Raul Garcia Hemonnet
Last Friday, the 2021 edition of 'Thesis in 3 minutes', organized by the Rey Juan Carlos University, came to an end and in which the doctoral student and professor at the URJC, Irene Ros Martín, won the category ' Arts and Humanities'.
The final took place in the Assembly Hall of the Rectorate building on the Móstoles campus. Contestants from the Universidad Complutense, Universidad Autónoma and Alcalá de Henares competed, in addition to students from the URJC. The event was attended by the Vice-Rector for Postgraduate Studies, Luis Cayuela Delgado, and the Vice-Rector for Innovation and Transfer, Fernando García Muiña.
The final and the entire organization has been a success, as Pilar Abad, director of the International Doctoral School (EID), points out, "everything was phenomenal, the jury told us that there was a very high level among the contestants."

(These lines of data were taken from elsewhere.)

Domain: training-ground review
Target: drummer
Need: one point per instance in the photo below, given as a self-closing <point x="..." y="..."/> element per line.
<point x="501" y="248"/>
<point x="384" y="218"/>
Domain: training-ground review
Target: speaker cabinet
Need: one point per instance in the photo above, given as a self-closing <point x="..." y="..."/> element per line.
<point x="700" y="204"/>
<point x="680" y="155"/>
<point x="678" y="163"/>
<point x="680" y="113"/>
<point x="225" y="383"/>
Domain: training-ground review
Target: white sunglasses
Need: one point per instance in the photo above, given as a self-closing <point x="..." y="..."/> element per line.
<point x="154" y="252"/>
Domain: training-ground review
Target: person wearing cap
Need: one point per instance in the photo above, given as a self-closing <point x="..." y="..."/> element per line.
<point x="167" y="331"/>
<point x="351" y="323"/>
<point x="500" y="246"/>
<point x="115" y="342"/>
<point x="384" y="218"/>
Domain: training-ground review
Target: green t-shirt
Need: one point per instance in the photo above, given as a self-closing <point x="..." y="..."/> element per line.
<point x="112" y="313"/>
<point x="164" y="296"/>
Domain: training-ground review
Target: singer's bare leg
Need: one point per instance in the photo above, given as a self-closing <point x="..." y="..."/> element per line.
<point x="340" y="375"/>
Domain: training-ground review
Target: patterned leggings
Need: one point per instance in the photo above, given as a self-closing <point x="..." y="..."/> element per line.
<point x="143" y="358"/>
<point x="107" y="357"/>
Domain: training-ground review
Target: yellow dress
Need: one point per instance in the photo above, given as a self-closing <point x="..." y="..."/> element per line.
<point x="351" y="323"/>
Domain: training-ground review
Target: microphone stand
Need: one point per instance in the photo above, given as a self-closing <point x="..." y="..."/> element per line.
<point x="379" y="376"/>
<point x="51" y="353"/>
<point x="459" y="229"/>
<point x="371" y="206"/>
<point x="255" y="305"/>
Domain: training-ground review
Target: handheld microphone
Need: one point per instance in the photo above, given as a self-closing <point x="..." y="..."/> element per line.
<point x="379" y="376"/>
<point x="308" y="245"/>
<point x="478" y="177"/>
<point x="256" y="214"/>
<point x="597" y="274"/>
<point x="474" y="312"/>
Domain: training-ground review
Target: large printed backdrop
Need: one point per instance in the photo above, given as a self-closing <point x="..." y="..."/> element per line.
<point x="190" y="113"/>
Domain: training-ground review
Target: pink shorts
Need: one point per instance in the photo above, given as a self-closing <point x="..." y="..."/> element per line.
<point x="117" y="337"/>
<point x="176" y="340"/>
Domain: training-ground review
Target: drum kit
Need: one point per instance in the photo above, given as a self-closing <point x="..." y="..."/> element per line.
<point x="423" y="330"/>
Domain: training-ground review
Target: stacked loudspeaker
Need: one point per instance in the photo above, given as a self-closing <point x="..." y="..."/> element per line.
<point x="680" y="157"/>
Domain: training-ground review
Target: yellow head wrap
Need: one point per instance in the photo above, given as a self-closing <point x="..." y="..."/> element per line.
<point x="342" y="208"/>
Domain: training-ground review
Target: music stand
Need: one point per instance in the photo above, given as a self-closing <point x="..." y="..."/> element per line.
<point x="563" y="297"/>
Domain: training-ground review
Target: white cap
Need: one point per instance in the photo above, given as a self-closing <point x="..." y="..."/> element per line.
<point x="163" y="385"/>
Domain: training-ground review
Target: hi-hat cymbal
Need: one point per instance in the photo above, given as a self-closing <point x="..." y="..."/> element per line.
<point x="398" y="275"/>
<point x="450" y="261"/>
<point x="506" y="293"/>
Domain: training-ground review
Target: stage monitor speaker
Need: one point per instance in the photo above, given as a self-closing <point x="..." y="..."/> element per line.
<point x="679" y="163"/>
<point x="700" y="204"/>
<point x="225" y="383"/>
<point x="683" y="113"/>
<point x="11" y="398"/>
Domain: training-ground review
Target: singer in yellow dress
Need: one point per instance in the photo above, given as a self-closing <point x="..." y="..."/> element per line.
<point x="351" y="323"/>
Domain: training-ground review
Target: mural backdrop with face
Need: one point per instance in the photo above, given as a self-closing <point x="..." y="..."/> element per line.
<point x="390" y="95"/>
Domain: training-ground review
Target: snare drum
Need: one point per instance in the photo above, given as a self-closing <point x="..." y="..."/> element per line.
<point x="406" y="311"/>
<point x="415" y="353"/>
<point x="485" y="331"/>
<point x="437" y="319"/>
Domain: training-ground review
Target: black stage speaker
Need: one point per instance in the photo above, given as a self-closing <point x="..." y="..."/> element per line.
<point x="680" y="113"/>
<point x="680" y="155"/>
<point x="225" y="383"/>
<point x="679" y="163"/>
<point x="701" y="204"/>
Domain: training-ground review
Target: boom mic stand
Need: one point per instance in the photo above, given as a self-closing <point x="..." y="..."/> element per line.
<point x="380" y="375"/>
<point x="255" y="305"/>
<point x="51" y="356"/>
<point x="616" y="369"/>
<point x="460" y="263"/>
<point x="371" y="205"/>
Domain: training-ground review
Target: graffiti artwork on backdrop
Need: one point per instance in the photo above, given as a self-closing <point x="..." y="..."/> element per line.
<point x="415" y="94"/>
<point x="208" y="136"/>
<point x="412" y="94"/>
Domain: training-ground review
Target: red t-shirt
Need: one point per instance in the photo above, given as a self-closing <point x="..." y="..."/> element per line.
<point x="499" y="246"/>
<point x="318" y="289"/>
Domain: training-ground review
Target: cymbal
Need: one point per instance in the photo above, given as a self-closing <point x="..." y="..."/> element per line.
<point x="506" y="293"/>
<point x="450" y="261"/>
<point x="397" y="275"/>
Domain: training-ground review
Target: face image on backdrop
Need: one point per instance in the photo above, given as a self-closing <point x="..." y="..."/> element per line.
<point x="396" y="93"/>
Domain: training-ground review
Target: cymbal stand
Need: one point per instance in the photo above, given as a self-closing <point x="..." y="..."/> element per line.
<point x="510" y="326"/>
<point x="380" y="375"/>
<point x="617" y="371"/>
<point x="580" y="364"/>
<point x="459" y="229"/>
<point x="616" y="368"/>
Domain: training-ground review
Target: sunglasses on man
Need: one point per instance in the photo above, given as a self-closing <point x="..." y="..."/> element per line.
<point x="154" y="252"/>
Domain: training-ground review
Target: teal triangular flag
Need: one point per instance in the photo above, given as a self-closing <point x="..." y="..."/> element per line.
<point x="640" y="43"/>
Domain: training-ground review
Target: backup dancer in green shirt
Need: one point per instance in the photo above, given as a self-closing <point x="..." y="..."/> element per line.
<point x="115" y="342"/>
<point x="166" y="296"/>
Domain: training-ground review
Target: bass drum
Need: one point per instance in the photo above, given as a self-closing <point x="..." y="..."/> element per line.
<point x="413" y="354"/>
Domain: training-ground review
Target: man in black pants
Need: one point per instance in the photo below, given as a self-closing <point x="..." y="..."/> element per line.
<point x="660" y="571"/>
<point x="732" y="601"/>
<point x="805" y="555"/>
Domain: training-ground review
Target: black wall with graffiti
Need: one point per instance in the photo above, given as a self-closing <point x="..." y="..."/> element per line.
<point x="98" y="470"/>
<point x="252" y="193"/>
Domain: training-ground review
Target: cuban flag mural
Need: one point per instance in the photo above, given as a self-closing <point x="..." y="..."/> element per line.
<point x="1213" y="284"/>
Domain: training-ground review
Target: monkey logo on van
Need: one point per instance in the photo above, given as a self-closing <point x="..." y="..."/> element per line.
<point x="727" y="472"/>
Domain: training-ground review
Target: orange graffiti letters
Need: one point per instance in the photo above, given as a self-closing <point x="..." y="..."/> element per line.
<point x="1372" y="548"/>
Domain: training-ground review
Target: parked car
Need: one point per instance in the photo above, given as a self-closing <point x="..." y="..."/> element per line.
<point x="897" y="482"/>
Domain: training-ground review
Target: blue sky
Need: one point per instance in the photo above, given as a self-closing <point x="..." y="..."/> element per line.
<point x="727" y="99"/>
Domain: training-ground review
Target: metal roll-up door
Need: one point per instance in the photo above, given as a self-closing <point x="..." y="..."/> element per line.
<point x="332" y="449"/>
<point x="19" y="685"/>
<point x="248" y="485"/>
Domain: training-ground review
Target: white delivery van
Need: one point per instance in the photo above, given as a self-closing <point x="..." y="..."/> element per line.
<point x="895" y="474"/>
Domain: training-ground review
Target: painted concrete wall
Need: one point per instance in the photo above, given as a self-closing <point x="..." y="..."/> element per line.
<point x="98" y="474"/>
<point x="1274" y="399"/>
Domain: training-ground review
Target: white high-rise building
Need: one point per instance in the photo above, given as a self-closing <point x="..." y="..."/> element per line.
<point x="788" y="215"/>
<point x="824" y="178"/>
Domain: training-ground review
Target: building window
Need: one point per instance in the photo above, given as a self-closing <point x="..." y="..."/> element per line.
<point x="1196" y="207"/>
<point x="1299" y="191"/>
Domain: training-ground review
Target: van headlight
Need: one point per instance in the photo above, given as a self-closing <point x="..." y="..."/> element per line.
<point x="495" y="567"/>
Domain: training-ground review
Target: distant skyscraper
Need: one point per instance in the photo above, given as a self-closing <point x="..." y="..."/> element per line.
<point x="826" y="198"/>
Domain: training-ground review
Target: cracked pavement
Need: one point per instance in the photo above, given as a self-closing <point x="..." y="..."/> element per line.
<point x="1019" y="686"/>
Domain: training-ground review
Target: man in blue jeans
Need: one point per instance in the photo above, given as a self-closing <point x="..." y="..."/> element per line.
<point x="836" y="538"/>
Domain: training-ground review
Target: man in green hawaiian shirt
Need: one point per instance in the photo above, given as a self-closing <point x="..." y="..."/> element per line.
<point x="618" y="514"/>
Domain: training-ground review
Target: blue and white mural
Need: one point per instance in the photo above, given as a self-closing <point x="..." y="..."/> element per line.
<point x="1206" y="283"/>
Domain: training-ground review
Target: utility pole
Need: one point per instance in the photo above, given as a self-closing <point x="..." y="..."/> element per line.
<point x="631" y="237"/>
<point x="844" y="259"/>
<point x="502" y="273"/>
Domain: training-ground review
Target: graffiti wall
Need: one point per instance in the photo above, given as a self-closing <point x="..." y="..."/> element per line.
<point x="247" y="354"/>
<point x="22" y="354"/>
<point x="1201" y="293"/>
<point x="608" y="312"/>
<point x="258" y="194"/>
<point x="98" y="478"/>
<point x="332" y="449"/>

The finalists, as in the first phase, had to face the challenge of 'defending' their research in 180 seconds, in an informative and accessible way for the general public, with a single, static image as support for the exhibition.
Irene Ros Martín, points out that having won "is a boost to face the final phase of the thesis, which is hard and this motivates us to continue".
Ros Martín, who is also part of the PDI of the University, had to explain in three minutes a thesis that aims to "design a methodology that allows assessing, in public schools for Early Childhood and Primary Education, the basic requirements of safety, habitability and functionality that are contemplated in the Building Regulation Law”.
In order to condense as much information as possible with scientific rigor and transmit it in an accessible way in three minutes, Irene Ros tried to generate an impact both with her words and with the selected image, in which a large damp stain can be seen on the ceiling and wall of a public school. The winner also used humor in her presentation.
The women of the URJC dominate the final
Ros Martín wanted to highlight the constant support during the process of the International Doctoral School and has valued the work and research of her colleagues, since all the finalists of the URJC are women, "I have seen a lot of ideas that they have to do with improving people's daily lives, research on people who have suffered a stroke or on the purification of water, among others. This contest gives us an opportunity to give voice to the great investigations that are being done and that many times are not seen and have to be seen more”.
For Pilar Abad, “very relevant research topics have been presented and those responsible have shown that they are great disseminators when it comes to explaining complex thesis contents in a way that they can be understood by the general public”.
A contest that has highlighted the high level and social importance of the research carried out at the Rey Juan Carlos University, as well as the work of the International Doctoral School in organizing the contest. The final was recorded on video and streamed. Those people who could not follow it live will soon be able to see it through TVURJC.